In case you’re new to my blog, I travel a lot! In just the past four months I’ve traveled with my wife and kids all around Turkey and Greece, I’ve visited South Korea, Vietnam, Hong Kong, Cambodia, Laos, Thailand, Iceland and the Faroe Islands with my 11-year-old son, I’ve gone on animal adventures in Manitoba, Canada with my 9-year-old daughter, I’ve done a road trip to Coronado with two of the kids, I went to a high school reunion in Colorado, I flew to Beirut, Lebanon solo, and I attended travel events in Sweden and Italy.
It’s extraordinarily easy to overpack, but if we do we regret it. It’s simply more of a hassle moving around and finding what we need at each destination. Last summer I posted our typical packing list, but given that every destination is different (with activities and weather especially), I wanted to take a step back and offer overall packing guidance to make your next family trip easier.
The Fewer Bags, the Better
Our rule of thumb is that we never have more bags than we have people. That way everyone is responsible for one thing, or zero things, and if we need to run off a plane because of a tight connection, or exit a train in thirty seconds during a quick station stop, we don’t leave anything behind. Typically for a multi-week family trip we’ll consolidate everything in two half-filled medium-sized rolling duffels, check them and travel light through airports with just a small carry-on or two. And we’ll have extra space in case we purchase things. If we’re traveling to a warm-weather destination and can get by with only carry-ons, or if we’re going around the world and don’t want to check anything because of the risk of a bag getting delayed and never catching up with us, we’ll take as few pieces of luggage as possible. And we always have a day pack inside our carry on, just in case we unexpectedly have to check our bags. We can quickly throw my laptop, power banks, etc… in the pack and carry it on.
Use Packing Cubes
We love packing cubes! Each parent gets to use one or two and each of the kids gets one. Not only does that limit what each person can take, it also makes it easy to distribute clothes when we get to our destination. We each take our packing cube, put it in a drawer in our room, unzip it and we’re essentially unpacked.
Choose Your Clothes Wisely
Our general guidance on clothes:
- Think through pants, shorts, shirts, dresses, etc.., take just 1-2 of each item, and make sure that everything goes together.
- Bring clothes that layer in case it’s cooler than expected.
- Opt for synthetic fabrics over cotton. They dry faster.
- Don’t bring extra clothes “just in case” there’s rain, or a cold snap, or a formal evening.
- Minimize shoes. We never take more than three pairs for any of us (usually hiking/walking shoes, flip flops and a pair that looks a little nicer), but a lot of trips we restrict ourselves to one or two pairs.
- No one cares if you wear the same thing several days. Honestly, no one will even notice.
Buy the Right Men’s Clothing
Mizzen+Main shirts have been a game-changer for me. My wife loves for me to look nice, whether at home or while traveling. And I like button-down shirts, especially worn in a casual way with the sleeves rolled up and with shorts (when appropriate in hot climates). But cotton shirts are a hassle to travel with – not only do they wrinkle, but they take longer to dry when I wash them in the sink (below), and if I’m not able to wash out small stains immediately, I can easily end a trip with a shirt that’s not really wearable again. Mizzen+Main doesn’t use cotton. Their shirts don’t wrinkle. And they quickly dry when I need to wash/rinse them during a trip. I’ve been living in their shirts the past few months and they’ve done more to simplify my packing than anything else.

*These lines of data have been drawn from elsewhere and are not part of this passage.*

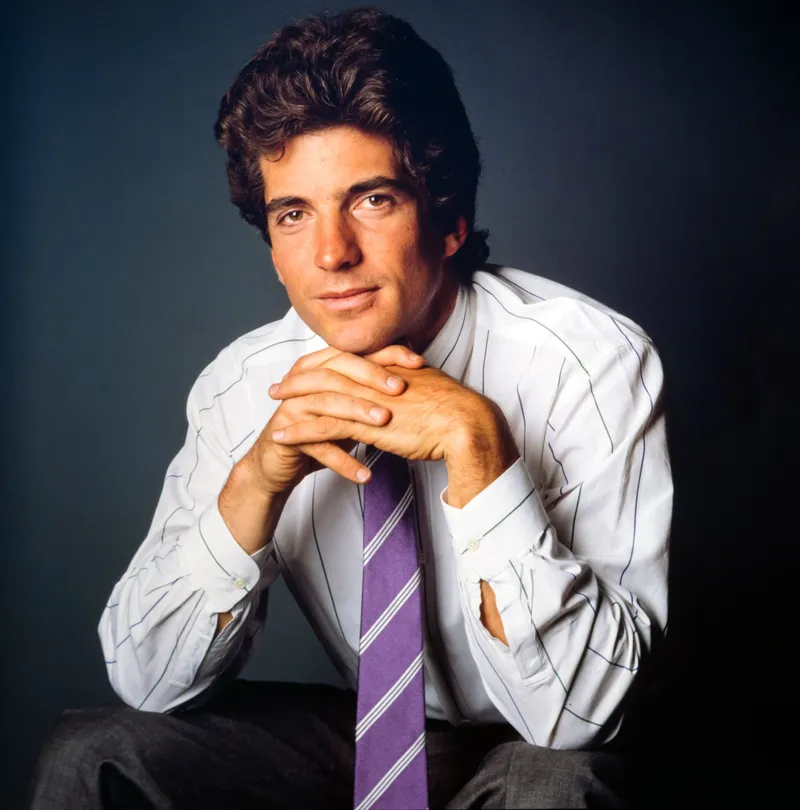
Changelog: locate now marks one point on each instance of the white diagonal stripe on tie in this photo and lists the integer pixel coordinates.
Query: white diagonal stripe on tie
(392, 773)
(386, 529)
(378, 710)
(371, 457)
(390, 611)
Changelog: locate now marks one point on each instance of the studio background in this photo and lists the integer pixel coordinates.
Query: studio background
(644, 155)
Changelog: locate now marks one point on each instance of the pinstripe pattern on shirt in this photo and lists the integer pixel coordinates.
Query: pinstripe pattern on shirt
(573, 538)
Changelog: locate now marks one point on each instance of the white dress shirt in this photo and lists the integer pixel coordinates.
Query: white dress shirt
(572, 538)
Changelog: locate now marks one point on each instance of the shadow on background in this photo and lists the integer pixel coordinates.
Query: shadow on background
(646, 156)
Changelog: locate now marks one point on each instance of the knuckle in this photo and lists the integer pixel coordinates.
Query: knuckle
(327, 423)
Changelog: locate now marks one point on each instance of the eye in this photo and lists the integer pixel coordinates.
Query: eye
(377, 200)
(291, 217)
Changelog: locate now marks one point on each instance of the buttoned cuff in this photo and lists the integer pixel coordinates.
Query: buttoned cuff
(218, 563)
(502, 522)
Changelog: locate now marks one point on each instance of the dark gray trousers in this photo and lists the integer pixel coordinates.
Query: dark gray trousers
(280, 745)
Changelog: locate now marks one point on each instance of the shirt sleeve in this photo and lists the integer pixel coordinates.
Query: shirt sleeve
(157, 630)
(578, 564)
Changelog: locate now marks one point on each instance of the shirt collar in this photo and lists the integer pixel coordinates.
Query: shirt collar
(450, 349)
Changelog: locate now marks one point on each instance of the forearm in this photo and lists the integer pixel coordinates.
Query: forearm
(250, 515)
(481, 457)
(563, 671)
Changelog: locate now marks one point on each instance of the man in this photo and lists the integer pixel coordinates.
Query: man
(460, 470)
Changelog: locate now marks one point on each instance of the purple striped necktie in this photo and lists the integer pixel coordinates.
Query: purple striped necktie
(391, 766)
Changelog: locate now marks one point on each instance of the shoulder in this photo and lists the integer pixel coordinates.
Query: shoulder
(532, 310)
(276, 344)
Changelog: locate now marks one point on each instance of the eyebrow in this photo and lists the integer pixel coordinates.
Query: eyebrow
(371, 184)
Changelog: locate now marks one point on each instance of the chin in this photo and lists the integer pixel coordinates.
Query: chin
(358, 342)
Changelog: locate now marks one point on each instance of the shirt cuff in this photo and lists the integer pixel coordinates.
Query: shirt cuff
(503, 522)
(218, 563)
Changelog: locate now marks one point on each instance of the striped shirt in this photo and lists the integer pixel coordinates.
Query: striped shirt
(573, 537)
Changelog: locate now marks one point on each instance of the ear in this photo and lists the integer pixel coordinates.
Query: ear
(277, 269)
(454, 240)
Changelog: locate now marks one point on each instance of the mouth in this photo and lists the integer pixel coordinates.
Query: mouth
(347, 299)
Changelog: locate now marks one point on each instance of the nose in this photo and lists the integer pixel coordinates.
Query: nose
(337, 247)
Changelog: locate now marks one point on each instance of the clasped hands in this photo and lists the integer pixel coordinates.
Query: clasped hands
(330, 400)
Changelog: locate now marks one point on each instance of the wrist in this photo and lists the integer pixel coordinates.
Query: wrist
(250, 512)
(478, 454)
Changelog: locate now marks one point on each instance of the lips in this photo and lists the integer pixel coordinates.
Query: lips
(348, 299)
(347, 293)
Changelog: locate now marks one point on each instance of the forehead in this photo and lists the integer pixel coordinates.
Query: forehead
(326, 162)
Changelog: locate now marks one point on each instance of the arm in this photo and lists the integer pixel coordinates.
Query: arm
(159, 626)
(561, 603)
(187, 609)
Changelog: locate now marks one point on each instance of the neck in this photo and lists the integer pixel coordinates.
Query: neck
(438, 311)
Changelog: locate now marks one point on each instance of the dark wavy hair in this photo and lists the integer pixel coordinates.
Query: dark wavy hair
(367, 69)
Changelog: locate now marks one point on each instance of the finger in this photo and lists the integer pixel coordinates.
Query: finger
(364, 372)
(321, 429)
(395, 355)
(335, 458)
(319, 400)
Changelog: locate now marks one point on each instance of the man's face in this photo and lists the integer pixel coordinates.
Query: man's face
(352, 243)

In the past year we’ve had a seven hour delay on a flight to Tokyo and a five hour delay getting to Bodrum, Turkey. In both cases we were unable to leave the plane, and there was no food service. And we’ve had many travel days where lunch or dinner were far later than normal because of our activity/sightseeing schedules. If we hadn’t had snacks (typically granola bars), we would have been hungry. Always be prepared for delays.
Do Laundry in the Hotel Sink
When we’re traveling, the kids know that if a piece of clothing doesn’t look dirty, it gets reworn. Once things truly are dirty, we wash them in the hotel sink (we bring detergent packets, but the body wash or shampoo at the hotel can work too).
We’re fine with the kids using electronics during plane flights and train rides, and if there’s downtime in the middle of a hot day. But we also bring a Frisbee and a deflated soccer ball (with a small hand pump) for parks or the beach, and paper, pens and tape for crafts. Note: if you’re bringing electronics, remember headphones, charging cables, plug adaptors and power banks as well.
Opt for Medications over Toiletries
It’s not always possible to find medications for kids when you travel – things like children’s ibuprofen and stomach medicine. And it’s even harder if you’re somewhere remote. So bring those with you, along with a small thermometer. Skip excessive toiletries though. The shampoo and conditioner in your hotel may not be amazing, but they’re good enough for the trip. If you really need to bring your own conditioner, put a little in a 3oz bottle.
What am I missing? What are your best packing tips for family travel?